Musings, Thoughts & Commentaries
Blood Ivory rightly holds an evil connotation.
An infamous act of cruelty and sin today, when I was in Africa in the late ‘70s, ivory was just another valuable harvest of the hunt. Like hunting rabbits for meat and fur during Autumn in Ohio.
At the time, I was Marketing Manager- Europe, Africa, and Middle East for Firestone International, based in London. On occasion, I would travel with the Southern Africa Area Sales Rep, Gerry M., to call on our distributors. I liked to visit Cameroon, and flew in to the port city of Doula, which I found more interesting and modern than the capital, Yaounde. The locals we met with spoke several local dialects, fluent French and good English. Even some radio stations broadcast in English, sometimes with a bit too literal translation from the dialects—in one report I remember an announcer speaking perfectly in Her Majesty’s English “…a city official was arrested after having been observed vigorously fucking his personal assistant.”
The Firestone Distributor there, Mr. O., was also the leader of his tribe north of Douala on the border with Nigeria. Mr. O. was brilliant, funny and a man of his people. We were driven around Douala with him in his chauffeured limousine. His business was located in Douala rather than in the capital because here he was close to the port and the road north took him back to his tribe. He took us up there to show us around. On the way, we stopped for lunch on the black sand beaches at Limbe with Mont Cameroon visible in the near distance.
After lunch, we drove north to Kumba, then off the highway and into his village. Along a narrow dirt road toward the Nigerian border we passed waist-high stacks of elephant tusks along the road, recently ‘harvested” and waiting to be picked up. Some of them were literally bloody. Mr. O. and his people were proud of the harvest and explained the hunt and the value of different tusks.
Gerry and I had little to say. It was not our culture and none of our business. People today feel differently and things have changed. I see on today’s map the region is now labeled “Protected Area”.
We returned to Doula and the next day and I flew on to Senegal for my next business call on a distributor.
Later in the year, Gerry called on me at our headquarters in London and presented me with a hand-carved ivory lion. He said, “Tom, this is not a gift, I paid US $50 dollars for it, but I think you should have it.” I reimbursed him.
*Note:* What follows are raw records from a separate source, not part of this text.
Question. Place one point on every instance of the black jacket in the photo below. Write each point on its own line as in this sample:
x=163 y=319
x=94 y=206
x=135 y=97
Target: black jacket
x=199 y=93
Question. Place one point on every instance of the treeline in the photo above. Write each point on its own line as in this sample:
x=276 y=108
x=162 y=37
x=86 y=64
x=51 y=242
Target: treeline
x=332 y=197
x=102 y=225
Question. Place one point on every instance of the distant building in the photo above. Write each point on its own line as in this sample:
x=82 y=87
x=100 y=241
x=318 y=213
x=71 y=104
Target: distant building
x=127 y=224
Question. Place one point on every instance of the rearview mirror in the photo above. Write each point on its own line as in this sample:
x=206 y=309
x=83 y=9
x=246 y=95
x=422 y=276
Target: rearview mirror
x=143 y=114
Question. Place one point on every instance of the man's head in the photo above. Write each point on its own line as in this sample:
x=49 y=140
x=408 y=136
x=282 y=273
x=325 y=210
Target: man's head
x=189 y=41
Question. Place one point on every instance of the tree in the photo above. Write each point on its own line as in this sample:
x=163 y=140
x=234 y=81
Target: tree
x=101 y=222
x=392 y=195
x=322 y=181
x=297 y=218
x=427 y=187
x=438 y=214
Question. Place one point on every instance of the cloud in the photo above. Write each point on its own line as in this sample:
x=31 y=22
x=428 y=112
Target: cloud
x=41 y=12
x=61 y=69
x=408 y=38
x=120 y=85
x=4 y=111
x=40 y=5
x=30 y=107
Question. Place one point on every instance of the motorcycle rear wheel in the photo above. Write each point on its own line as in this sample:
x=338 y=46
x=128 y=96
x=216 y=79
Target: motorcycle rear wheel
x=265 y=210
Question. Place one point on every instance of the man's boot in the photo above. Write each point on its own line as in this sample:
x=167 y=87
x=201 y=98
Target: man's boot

Gerry gave me an official receipt for it in the amount of 125,000 Cameroon Franc, the equivalent of US$ 350-- its true value “for insurance purposes.” All this was legal and rather common practice, then.
I still have the ivory lion—can’t bring back the elephant slaughtered for it, but I hope this story will teach the value of endangered species by showing how callously we thought then, unknowingly.
Tom Anthony is a West Point Graduate and combat veteran who spent his professional civilian career in global business all over the world. He has lived and worked in Austria, Italy, Spain, England, Iraq, Israel, and throughout Asia, Latin America, and Africa. Anthony also lived in Mindanao for seven years.